Monday, February 19, 2007

Where's The Giardiniera?

On Thursday, I'm bringing a big Muffuletta sandwich to work for a Carnival pot-luck lunch, and for that, I need some Giardiniera Sauce. My hunt for a great Salsa Giardiniera in Chicago would take 1.5 minutes and begin and end in just about any grocery store. Here in Italy, the purported home of the stuff, it's gotten a little more complicated. I have to admit to being usually judgmental of people who shy away from foreign food favoring the U.S. chain restaurant version. I want raw onion and cilantro on my al pastor tacos, not shredded lettuce and tomato. I want my spaghetti alla bolognese to be more than just tomato sauce with hamburger.

All that notwithstanding, I have to say after almost 4 years living in Italy, a few Italian-American products far surpass their cousins from the Old Country. "Italian Sausage", "Italian Beef" and case in point, Giardiniera sauce (pronounced in Chicago as /jar-din-AIR/). Back home we spoon a little of this sauce of chopped raw vegetables in spiced vinegar and oil over our Italian Beef Sandwiches, meatball sandwiches and our Italian subs. It can be hot or mild but it always has a certain hard-to-define anise-y oregano-y flavor that I can't get enough of. Oh and the vegetables are beside the point; you can't even taste the difference between a Giardiniera carrot and a Giardiniera cauliflower. What you taste is an excellent balance between rich oil, zingy vinegar, hot peppers and savory spices.

Again, as in my thwarted search for "Italian sausage" in Italy, maybe I'm just in the wrong region. Maybe Calabria is full of great Giardiniera. Today at the market, I at least got one seller to corroborate that something called Giardiniera with cauliflower, carrots, celery, hot peppers, green olives, spices and oil and vinegar does exist, and that it indeed comes from Calabria. So at least I'm not crazy.

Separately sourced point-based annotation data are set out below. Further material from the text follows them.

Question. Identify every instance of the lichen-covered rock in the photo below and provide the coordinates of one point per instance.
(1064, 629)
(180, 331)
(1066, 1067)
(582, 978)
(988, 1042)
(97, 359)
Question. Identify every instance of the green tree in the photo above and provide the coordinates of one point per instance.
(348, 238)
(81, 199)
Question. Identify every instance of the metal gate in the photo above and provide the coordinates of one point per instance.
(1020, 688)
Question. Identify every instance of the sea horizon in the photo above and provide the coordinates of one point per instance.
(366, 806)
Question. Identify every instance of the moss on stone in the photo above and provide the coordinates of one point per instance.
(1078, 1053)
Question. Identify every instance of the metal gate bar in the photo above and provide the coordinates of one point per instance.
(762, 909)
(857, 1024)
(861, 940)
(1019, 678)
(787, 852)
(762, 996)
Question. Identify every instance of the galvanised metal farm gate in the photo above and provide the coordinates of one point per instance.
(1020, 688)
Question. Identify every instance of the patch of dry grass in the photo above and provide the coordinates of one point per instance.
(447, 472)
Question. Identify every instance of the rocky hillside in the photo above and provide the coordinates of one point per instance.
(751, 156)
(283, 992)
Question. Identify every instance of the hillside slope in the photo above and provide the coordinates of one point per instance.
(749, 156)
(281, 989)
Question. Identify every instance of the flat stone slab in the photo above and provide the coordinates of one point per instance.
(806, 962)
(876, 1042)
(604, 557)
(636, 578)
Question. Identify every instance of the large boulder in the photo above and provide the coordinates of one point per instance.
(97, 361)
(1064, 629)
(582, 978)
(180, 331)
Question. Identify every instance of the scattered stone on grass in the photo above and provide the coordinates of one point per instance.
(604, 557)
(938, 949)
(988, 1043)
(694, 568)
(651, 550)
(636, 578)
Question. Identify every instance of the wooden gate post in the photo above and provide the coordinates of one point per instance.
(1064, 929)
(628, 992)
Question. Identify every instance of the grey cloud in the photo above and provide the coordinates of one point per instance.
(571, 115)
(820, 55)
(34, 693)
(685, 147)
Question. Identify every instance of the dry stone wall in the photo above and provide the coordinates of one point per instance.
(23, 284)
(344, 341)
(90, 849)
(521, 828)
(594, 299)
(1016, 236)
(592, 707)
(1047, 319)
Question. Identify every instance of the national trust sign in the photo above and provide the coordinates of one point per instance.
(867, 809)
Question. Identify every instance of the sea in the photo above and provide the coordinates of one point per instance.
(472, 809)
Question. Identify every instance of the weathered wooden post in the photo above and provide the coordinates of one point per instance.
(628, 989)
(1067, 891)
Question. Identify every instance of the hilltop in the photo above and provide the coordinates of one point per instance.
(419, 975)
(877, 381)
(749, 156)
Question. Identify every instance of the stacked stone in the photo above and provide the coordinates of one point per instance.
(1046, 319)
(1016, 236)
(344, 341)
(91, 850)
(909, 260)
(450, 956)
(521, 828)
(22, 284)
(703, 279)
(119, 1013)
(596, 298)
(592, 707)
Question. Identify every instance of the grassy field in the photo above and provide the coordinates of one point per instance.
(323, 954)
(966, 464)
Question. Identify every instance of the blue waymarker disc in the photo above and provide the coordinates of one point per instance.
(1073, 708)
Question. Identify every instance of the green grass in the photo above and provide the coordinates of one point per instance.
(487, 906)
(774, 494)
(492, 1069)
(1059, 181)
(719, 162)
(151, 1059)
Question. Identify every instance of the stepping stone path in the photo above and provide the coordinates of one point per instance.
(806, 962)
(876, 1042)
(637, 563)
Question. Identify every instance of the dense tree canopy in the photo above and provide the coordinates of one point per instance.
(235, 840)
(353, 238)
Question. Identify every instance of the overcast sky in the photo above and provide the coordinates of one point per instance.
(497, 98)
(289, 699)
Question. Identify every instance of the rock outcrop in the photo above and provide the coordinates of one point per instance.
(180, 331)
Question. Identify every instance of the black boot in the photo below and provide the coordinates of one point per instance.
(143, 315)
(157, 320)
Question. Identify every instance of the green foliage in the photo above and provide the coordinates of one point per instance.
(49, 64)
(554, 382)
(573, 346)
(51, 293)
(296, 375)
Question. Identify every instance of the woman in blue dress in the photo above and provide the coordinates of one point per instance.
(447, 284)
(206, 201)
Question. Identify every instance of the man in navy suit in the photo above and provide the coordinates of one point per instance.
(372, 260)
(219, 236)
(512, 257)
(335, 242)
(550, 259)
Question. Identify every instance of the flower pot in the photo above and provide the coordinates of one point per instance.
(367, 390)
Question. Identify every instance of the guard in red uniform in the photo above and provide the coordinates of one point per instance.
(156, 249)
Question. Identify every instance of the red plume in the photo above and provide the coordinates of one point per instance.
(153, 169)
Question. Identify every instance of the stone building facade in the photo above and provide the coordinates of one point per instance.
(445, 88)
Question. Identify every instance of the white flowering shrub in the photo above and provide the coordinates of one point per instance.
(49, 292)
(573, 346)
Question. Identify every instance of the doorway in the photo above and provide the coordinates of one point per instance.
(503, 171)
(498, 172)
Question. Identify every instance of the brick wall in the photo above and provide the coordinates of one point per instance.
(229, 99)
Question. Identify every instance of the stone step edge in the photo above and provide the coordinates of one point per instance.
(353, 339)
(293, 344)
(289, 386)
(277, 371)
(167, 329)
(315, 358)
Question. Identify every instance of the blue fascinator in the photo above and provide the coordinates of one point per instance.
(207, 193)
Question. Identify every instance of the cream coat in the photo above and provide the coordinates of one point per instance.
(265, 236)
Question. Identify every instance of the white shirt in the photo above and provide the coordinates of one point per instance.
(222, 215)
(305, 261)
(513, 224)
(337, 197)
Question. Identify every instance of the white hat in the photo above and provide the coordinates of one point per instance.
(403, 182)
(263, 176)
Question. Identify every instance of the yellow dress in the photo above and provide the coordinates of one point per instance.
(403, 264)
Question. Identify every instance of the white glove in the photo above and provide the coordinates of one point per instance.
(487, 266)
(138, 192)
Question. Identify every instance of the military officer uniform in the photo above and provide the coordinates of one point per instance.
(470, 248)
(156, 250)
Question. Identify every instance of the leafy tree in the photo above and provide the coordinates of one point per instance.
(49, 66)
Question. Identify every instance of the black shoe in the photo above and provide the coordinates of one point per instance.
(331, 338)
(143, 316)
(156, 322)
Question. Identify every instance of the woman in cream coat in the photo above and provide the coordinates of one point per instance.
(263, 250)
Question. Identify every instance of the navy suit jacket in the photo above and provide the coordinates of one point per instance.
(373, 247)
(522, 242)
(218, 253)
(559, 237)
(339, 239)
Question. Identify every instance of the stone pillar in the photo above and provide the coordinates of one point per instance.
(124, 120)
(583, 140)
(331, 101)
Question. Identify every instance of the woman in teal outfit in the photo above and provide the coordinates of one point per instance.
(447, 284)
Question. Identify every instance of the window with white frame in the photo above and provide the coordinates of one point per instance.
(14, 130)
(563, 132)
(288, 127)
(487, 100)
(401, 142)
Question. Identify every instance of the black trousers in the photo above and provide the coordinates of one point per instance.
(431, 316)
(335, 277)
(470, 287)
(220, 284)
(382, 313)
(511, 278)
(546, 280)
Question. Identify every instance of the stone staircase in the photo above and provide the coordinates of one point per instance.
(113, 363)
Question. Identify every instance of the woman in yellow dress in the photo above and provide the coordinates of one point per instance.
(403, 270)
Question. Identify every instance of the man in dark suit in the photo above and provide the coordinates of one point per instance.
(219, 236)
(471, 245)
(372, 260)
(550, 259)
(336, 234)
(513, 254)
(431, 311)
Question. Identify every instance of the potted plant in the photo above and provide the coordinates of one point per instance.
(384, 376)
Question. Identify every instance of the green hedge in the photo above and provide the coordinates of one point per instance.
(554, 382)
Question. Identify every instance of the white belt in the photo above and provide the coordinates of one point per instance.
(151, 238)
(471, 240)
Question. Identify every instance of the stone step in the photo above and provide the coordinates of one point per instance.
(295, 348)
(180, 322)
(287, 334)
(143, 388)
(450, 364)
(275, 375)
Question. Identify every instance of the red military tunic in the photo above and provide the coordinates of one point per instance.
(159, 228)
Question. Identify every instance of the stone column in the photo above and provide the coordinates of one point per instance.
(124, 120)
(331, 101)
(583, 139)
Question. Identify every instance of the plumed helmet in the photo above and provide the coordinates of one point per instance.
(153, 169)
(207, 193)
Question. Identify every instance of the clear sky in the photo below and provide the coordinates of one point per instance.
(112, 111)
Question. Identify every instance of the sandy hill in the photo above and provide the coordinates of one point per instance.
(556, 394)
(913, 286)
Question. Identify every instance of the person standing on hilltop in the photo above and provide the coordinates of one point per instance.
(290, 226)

I toyed with the idea of making my own Giardiniera but a lengthy online forum conversation about making your own Giardiniera vegetables under oil and the botulism that could result has swayed me from that culianry adventure. I've challenged the gods of botulism enough times this year. So I ended up buying this jar of "antipasto ricco" which is more or less the aforementioned veggies in a simple vinegar, oil and salt solution. I took it home and added red pepper flakes, dried basil (hoping to get an anise-y effect), and dried oregano. Wish me luck.

4 Comments:

Blogger Beenzzz said...

I bet that has a nice tart and herb flavor on meat sandwiches. I just starting salivating thinking about it!

6:17 PM  
Blogger ML said...

Looks scrumptious!

8:28 PM  
Blogger Laurene said...

Hey, Susan... I'm here in Chicago (the suburbs, actually). We DO make great Italian sausage and beef sandwiches, and giardiniera here, don't we? Kind of makes me proud... *sniff*

3:52 AM  
Blogger Susan in Italy said...

Hi Beenzzz, Oh, you don't know the half of it! If you get a chance to buy a jar of this, you'll see what I mean.

ML, It IS scrumptious!

Hi Artemisia, Isn't it true, Chicago has wonderful street food.